The standard problem of radiative transfer in a rovibrational band is formulated for an optically semi-infinite plane-parallel planetary atmosphere using a model of a linear molecule with two vibrational states. The solution of the problem describes the variation with height of the population of the excited vibrational state due to the existence of the upper boundary of the atmosphere. We seek this solution as a function of the specially introduced dimensionless parameters—the atmosphere depth and four similarity parameters—and study it for the parameter values that can be realized in the planetary atmospheres, including the atmospheres of extrasolar planets. It is shown that an increase in the optical density of the atmosphere can reduce the population of an excited vibrational state in the band at the upper boundary of the atmosphere by as much as several orders of magnitude as compared to the population corresponding to the “optically thin band” limit.
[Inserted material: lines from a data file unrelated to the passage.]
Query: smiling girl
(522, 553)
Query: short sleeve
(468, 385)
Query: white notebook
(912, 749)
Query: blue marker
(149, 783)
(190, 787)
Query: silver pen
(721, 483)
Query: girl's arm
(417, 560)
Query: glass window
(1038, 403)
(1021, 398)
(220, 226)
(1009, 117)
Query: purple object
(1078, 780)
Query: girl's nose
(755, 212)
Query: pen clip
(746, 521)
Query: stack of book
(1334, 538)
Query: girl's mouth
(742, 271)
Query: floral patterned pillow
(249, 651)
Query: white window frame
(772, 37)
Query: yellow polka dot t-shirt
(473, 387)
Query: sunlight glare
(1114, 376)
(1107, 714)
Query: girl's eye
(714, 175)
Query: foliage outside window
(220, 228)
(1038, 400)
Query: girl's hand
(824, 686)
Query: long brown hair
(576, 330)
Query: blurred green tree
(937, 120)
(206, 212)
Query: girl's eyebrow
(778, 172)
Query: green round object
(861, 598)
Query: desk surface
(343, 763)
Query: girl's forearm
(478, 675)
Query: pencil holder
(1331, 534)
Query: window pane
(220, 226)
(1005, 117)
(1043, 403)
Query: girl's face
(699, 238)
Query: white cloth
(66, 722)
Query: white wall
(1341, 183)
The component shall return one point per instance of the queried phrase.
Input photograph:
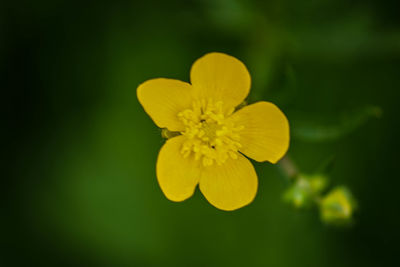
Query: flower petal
(222, 78)
(231, 185)
(163, 99)
(177, 176)
(265, 136)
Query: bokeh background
(79, 153)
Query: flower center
(210, 136)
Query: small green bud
(337, 206)
(305, 190)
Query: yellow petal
(221, 78)
(177, 176)
(265, 136)
(163, 99)
(231, 185)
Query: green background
(80, 152)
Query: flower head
(213, 138)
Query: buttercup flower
(213, 139)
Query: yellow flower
(213, 138)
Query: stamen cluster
(210, 136)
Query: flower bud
(337, 206)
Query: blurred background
(79, 153)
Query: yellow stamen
(210, 137)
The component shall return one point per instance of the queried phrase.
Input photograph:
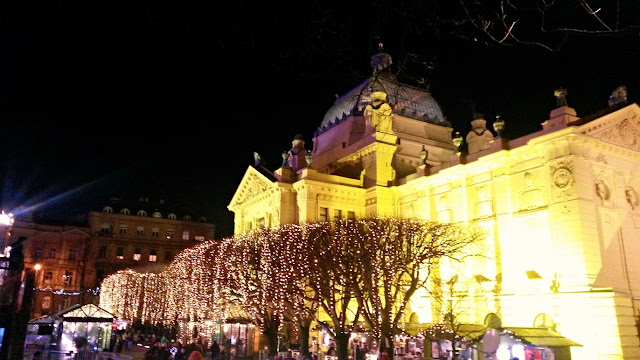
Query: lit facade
(559, 207)
(74, 259)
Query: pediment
(621, 127)
(253, 184)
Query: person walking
(215, 350)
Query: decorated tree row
(335, 274)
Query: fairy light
(293, 273)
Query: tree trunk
(342, 344)
(303, 327)
(386, 337)
(271, 333)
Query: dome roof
(404, 99)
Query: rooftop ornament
(424, 154)
(457, 140)
(498, 125)
(561, 96)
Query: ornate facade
(559, 207)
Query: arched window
(106, 228)
(543, 320)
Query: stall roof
(541, 336)
(77, 313)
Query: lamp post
(498, 125)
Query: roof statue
(297, 155)
(561, 96)
(619, 95)
(404, 100)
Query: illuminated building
(75, 258)
(559, 207)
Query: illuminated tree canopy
(338, 274)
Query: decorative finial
(457, 140)
(381, 60)
(561, 96)
(498, 125)
(424, 154)
(308, 158)
(619, 95)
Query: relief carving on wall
(631, 196)
(530, 196)
(603, 192)
(562, 180)
(443, 208)
(625, 133)
(484, 206)
(254, 187)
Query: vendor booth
(76, 328)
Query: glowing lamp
(457, 140)
(6, 219)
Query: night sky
(101, 98)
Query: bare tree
(547, 23)
(397, 258)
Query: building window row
(156, 214)
(338, 214)
(137, 254)
(67, 278)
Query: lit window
(106, 228)
(46, 302)
(103, 252)
(324, 213)
(68, 278)
(152, 255)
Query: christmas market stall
(74, 329)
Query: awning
(541, 337)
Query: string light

The anomalous decrease in the opacity of the atmosphere, when only several lines of the band are involved in radiative transfer, is predicted. We also determined the accuracy of calculating the population in the approximation of the Doppler line profile. An approximate formula is obtained for the dimensionless height of the boundary of the layer in which the local thermodynamic equilibrium exists for vibrational states. We propose a model and the formula following from this model to roughly evaluate the decrease in this height due to the impact on the population of additional radiative transitions between the state being considered and the underlying state belonging to another vibrational mode of the molecule.